CD4+CD25+ regulatory T cells control innate immune reactivity after injury.

Major injury initiates a systemic inflammatory response that can be detrimental to the host. We have recently reported that burn injury primes innate immune cells for a progressive increase in TLR4 and TLR2 agonist-induced proinflammatory cytokine production and that this inflammatory phenotype is exaggerated in adaptive immune system-deficient (Rag1(-/-)) mice. The present study uses a series of adoptive transfer experiments to determine which adaptive immune cell type(s) has the capacity to control innate inflammatory responses after injury. We first compared the relative changes in TLR4- and TLR2-induced TNF-alpha, IL-1beta, and IL-6 production by spleen cell populations prepared from wild-type (WT), Rag1(-/-), CD4(-/-), or CD8(-/-) mice 7 days after sham or burn injury. Our findings indicated that splenocytes prepared from burn-injured CD8(-/-) mice displayed TLR-induced cytokine production levels similar to those in WT mice. In contrast, spleen cells from burn-injured CD4(-/-) mice produced cytokines at significantly higher levels, equivalent to those in Rag1(-/-) mice. Moreover, reconstitution of Rag1(-/-) or CD4(-/-) mice with WT CD4(+) T cells reduced postinjury cytokine production to WT levels. Additional separation of CD4(+) T cells into CD4(+)CD25(+) and CD4(+)CD25(-) subpopulations before their adoptive transfer into Rag1(-/-) mice showed that CD4(+)CD25(+) T cells were capable of reducing TLR-stimulated cytokine production levels to WT levels, whereas CD4(+)CD25(-) T cells had no regulatory effect.

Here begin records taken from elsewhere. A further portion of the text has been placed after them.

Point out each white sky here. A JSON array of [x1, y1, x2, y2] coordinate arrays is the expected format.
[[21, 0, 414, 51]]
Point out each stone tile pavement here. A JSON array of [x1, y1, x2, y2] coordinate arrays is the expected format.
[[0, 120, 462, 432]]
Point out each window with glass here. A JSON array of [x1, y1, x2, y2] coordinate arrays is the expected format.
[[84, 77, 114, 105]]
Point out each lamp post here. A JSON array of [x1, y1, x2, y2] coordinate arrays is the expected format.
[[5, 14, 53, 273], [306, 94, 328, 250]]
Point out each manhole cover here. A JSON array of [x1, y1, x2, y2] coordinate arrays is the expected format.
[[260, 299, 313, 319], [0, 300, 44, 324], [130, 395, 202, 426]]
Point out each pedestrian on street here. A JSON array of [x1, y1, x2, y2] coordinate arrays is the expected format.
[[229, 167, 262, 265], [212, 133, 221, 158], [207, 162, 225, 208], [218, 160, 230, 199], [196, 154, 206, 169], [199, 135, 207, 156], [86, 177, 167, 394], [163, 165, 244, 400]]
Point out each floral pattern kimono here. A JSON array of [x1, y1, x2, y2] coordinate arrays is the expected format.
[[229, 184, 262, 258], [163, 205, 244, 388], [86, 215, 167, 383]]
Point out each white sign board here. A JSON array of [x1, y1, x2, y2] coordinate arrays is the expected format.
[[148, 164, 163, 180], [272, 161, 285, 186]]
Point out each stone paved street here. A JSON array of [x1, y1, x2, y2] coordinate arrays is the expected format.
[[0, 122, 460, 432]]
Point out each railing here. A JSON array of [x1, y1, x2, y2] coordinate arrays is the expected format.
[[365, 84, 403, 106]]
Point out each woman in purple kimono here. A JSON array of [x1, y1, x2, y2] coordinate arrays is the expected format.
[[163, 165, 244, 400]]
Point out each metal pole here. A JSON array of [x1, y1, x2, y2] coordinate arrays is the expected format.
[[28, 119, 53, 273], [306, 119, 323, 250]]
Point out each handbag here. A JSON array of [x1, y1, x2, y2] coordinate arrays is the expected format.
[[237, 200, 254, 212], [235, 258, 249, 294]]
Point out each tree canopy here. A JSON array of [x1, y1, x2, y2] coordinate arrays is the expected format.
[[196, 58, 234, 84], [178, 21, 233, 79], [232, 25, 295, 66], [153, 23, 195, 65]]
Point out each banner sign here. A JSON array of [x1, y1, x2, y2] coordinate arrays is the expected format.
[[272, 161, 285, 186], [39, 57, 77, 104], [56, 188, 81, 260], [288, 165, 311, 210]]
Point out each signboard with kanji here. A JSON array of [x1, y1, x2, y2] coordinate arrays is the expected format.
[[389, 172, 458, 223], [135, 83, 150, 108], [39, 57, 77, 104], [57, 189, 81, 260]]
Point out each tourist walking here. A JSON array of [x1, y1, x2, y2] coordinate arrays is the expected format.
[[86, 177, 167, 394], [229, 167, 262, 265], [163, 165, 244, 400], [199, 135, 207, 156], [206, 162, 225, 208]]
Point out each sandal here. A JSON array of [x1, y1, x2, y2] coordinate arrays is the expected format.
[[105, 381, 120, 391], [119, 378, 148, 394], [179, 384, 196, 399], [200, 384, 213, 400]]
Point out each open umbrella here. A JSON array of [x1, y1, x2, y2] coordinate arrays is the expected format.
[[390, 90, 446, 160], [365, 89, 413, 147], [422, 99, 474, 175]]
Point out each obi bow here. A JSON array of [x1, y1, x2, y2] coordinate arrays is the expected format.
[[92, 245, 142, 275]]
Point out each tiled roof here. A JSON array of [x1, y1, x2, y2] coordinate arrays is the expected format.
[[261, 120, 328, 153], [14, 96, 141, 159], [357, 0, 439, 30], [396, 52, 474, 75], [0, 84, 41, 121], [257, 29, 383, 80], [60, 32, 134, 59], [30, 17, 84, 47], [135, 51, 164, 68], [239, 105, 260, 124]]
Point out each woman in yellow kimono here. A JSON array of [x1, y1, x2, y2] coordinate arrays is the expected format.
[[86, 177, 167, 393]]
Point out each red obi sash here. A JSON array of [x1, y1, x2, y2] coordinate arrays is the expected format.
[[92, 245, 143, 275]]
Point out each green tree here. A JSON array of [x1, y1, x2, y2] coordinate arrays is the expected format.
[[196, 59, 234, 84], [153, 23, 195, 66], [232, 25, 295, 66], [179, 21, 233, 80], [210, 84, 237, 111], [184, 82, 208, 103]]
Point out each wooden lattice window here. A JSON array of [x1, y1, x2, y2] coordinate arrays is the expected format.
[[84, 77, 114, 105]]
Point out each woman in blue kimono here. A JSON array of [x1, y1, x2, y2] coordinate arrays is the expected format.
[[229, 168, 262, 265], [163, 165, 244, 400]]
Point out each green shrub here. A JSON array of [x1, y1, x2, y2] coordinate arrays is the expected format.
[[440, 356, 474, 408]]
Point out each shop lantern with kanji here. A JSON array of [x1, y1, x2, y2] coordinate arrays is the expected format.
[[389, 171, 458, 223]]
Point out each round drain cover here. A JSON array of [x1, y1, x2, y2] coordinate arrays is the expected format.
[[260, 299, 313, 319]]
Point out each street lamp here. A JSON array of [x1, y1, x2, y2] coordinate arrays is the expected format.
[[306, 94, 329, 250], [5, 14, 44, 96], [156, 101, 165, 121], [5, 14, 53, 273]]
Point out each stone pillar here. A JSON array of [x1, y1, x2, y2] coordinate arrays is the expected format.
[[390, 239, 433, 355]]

These findings suggest a previously unsuspected role for CD4(+)CD25(+) T regulatory cells in controlling host inflammatory responses after injury.

Burn injury initiates a shift in superantigen-induced T cell responses and host survival.

Severe injury induces a temporal shift in immune reactivity that can cause serious complications or even death. We previously reported that mice exposed to bacterial superantigen (SAg) early after injury undergo a strong SAg response with lethal consequences. This study compares the early and late effects of burn injury on SAg reactivity in vivo to establish how injury influences adaptive immune responses. We found that mice challenged with ordinarily sublethal doses of staphylococcal enterotoxin A or staphylococcal enterotoxin B at 1 day after burn injury exhibited high mortality, whereas no mortality occurred at 7 days after injury. This shift in mortality correlated with higher Th2-type cytokines (IL-4 and IL-10) being expressed by CD4(+) and CD8(+) T cells from burn as opposed to sham mice at 7 days after injury. Lymph node cells from burn-injured mice also produced higher levels of Th2-type cytokines at 7 days after injury. The results of cell-mixing studies using CD4(+) and CD8(+) T cells mixed with APCs from sham or burn mice suggested that changes in both T cells and APCs are involved in the altered SAg response. Finally, the biological significance of altered SAg reactivity following injury was shown by demonstrating that blocking IL-10 activity in vivo caused higher SAg-induced mortality at 7 days after injury. These findings support the idea that injury promotes a Th2-type shift in adaptive immune reactivity. Although prior studies link this counterinflammatory-type response to lowered resistance to infection, the present results suggest it may sometimes benefit the injured host.